In order to support a specific notion of relevant competences, the survey items concerning implementation practice were framed as “implementation capacity building”. This wording might have triggered a specific set of implementation practice activities. For further research on competences in implementation science, we still consider it important to use a rather specific language, but the items should also be general enough to represent a large variety of implementation practice and research activities. Furthermore, it is important to refer to the knowledge and skill components of competences explicitly and to use examples referring to teachable and learnable competences. Overall, self-reported competences provide important information on participants’ experiences. Still, these should be complemented by other data sources, such as peer reports or surveys of other stakeholder groups from implementation studies (e.g., practice partners).

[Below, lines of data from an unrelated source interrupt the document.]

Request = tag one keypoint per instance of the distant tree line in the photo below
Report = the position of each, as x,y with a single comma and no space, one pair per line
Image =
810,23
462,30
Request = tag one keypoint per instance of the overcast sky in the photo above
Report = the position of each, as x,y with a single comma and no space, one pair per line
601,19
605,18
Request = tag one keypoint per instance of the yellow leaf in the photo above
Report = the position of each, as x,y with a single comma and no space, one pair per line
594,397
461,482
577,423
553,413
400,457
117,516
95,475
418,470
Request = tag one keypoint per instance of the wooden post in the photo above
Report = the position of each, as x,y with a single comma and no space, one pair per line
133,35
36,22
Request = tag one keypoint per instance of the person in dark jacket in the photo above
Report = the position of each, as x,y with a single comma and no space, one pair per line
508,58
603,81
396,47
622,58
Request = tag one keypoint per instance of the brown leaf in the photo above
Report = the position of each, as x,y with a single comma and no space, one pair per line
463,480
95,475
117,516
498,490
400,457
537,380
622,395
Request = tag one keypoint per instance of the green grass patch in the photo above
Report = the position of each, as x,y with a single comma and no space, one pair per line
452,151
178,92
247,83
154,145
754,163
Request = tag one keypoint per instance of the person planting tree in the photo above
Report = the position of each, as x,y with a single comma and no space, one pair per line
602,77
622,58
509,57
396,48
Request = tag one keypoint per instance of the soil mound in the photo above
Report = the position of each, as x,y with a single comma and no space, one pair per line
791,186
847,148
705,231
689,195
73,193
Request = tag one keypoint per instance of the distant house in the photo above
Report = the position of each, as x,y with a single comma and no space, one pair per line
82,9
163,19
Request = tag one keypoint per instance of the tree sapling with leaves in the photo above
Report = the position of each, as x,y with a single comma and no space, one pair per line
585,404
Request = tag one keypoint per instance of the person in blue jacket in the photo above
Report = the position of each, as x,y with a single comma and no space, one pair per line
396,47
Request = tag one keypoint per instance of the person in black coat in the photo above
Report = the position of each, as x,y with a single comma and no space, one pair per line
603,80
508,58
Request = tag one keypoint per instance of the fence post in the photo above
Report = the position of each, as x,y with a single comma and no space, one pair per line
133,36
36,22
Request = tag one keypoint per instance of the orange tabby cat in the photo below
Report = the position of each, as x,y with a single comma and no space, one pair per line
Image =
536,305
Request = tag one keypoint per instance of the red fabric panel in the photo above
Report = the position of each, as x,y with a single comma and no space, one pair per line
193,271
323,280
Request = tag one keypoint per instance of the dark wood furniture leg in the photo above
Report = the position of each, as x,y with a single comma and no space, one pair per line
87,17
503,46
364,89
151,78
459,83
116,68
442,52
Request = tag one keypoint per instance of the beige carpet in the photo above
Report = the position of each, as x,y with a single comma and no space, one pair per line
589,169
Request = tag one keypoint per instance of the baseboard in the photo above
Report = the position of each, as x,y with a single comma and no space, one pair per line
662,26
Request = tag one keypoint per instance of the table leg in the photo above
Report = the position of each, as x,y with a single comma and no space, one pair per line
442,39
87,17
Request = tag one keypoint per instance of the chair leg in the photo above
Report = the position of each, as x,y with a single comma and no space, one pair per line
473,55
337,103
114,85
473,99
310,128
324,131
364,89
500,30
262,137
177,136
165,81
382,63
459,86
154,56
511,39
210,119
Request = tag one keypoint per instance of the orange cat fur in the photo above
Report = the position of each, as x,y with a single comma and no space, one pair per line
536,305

Since we followed an inductive approach of data analysis, the resulting sub-competences are closely aligned with the raw data and, as a consequence, not entirely consistent in their levels of abstraction. Although the competence clusters as a whole all comprise knowledge and skills in several sub-competences, not all of the sub-competences themselves consist of both knowledge and skill components. In order to create a more consistent competence profile for education and training in implementation science, the resulting sub-competences from this study can be aligned in their levels for further studies and used as a deductive coding scheme.


Focusing on an emerging field in health sciences education, the present study compiled a competence profile for implementation science that includes a multidisciplinary perspective and is theoretically based on educational psychology. The competence profile comprises improvable and teachable competences that can be used for curriculum development in implementation science. Moreover, it can serve as a guide for choosing suitable training programs and for designing evaluations of education and training in implementation research and practice.

Since the present study showed that pre-experiences and competence sources differ among implementation experts, trainees’ pre-education should be considered when designing curricula and when allocating trainees to different training groups. With collaboration knowledge and skills being one of the most important competences for both implementation practice and research, the results of the present study also emphasize the importance of collaborative activities, such as learning in peer groups, coaching, or mentoring, in implementation science education. We encourage further research in competence development for implementation science that continuously updates the results of the present study and broadens our knowledge base for education in implementation science.